A nuclear medicine scan uses a special camera and a small amount of radioactive material to create pictures of your organs (such as your heart, lungs, liver, and gallbladder) and bones. Nuclear medicine scans may be used to both diagnose and treat disease. Some types of nuclear medicine scans commonly used include:
PET scan (positron emission tomography)
Specific body part scans (such as bone scans, biliary scans, thyroid scans, and cardiac scans)
SPECT (single photon emission computed tomography)
PET/CT scans (PET/computerized tomography)
MUGA (multi-gated acquisition) scan
The type of scan I'm having is called:__________________________________
The way you get ready for a nuclear medicine scan depends on the specific type of test you're having. Follow your healthcare provider's instructions.
Tell your provider about all the medicines you take. Ask if it’s OK to take them before your test. This includes prescription and over-the-counter medicines. It also includes vitamins, herbs, and other supplements.
Follow any directions you're given for not eating or drinking before the test. You may be advised to avoid caffeine or tobacco for a certain amount of time before the test.
You'll be given a tracer (radioactive material).
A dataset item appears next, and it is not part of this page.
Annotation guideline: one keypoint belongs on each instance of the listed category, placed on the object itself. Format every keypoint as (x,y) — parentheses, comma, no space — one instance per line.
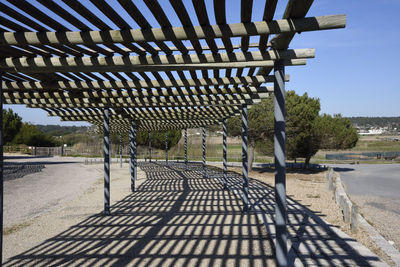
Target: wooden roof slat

It may be injected, swallowed, or inhaled. If injected, you will get an IV (intravenous) line. Your scan may then be done right away. Or you may need to wait a few hours or even days to allow the tracer to concentrate in the part of the body being studied. You may be scanned multiple times during 1 day. This depends on the type of nuclear scan you have.
Your scan may take a few hours. Bring something you can do if you need to wait.
Let the technologist know if you:
Are pregnant or think you may be pregnant
Have had a nuclear medicine scan before
Have had a recent barium study or an X-ray using contrast
Have any fractures or artificial joints
Have any allergies
You'll lie on a narrow imaging table.
A large camera is placed close to your body.
Remain as still as you can while the camera takes the pictures. This will ensure the best images.
The table or camera may be adjusted to take more pictures.
Drink plenty of water to help clear the tracer from your body.
Your healthcare provider will discuss the test results with you during a follow-up visit or over the phone.